Fresh vegetables (and fruits in moderation) should also be part of your rabbit’s daily diet. Aim for 1-2 cups of fresh produce per day per rabbit.
In the wild, most of a rabbit’s diet would be foraged greens, berries, and grasses. Just like with humans, providing a varied diet will ensure they get all the vitamins and minerals they need to be healthy.
Most days my rabbits each get half a romaine lettuce head. I try to switch it up when I can by adding in fresh herbs, other dark leafy greens, or slices of fruit or veggies. Great foods to try include romaine lettuce, kale, beet or carrot tops, dandelions, clover, peas, broccoli, and herbs (oregano, mint, parsley, rosemary, lemon balm, thyme & basil seem to be favorites).
Special treats they will love but that should be fed sparingly because they are high in sugar include carrots, dried fruit, melons, berries, apples, bananas, papaya, & pineapple.

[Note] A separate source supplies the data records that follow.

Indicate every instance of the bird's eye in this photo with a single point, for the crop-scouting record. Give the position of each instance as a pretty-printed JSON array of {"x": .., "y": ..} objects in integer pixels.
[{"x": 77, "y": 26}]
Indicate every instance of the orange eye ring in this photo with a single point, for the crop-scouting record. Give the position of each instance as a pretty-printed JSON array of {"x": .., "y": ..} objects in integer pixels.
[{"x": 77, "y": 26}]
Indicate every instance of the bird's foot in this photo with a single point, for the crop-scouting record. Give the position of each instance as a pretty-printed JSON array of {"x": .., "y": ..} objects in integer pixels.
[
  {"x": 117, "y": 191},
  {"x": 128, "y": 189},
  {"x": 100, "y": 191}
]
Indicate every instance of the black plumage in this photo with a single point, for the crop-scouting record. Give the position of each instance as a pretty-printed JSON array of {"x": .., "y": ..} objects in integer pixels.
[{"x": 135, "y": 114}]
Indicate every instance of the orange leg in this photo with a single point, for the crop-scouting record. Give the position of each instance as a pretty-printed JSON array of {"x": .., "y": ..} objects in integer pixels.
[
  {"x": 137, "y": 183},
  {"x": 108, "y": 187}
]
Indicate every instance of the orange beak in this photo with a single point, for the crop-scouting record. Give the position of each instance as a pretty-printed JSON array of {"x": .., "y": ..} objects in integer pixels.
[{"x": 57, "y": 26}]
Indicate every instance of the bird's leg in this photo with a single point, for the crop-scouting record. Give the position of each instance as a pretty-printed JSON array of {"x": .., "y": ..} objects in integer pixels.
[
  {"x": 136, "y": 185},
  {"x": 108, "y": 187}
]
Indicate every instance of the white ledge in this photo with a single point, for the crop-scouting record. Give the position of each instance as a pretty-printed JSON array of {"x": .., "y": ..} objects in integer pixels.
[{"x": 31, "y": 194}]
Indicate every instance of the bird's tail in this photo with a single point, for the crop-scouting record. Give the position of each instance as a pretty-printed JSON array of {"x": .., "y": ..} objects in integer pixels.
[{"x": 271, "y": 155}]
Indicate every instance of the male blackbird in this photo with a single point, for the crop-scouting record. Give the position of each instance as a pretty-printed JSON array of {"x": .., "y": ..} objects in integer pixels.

Foods you should NEVER offer your rabbit include “junk” food like cakes or cookies, salty foods like chips or pretzels, chocolate, raisins, onions, garlic, nuts, or dairy products. Click here to see my recipe for healthy, homemade rabbit cookies!
Papaya Vitamin Enzyme Pills are an excellent supplement to your wool rabbit’s diet. It gives them the digestive benefits without the added sugar of eating the fruit fresh. Papaya enzymes help to break down excess fur in the digestive tract preventing wool block. The rabbits LOVE these pills, we usually offer 1-2 pills per week to each rabbit.
Of course, having fresh water available at all times is just as important as quality food. Your rabbit should never be without clean water, especially in the hot summer months. The water is needed not only to quench thirst but it helps regulate body temperature. Hanging water bottles are a better choice for wool rabbits than a water dish or crock. The water stays cleaner in a hanging bottle and keeps the rabbit from getting their fur wet and matted.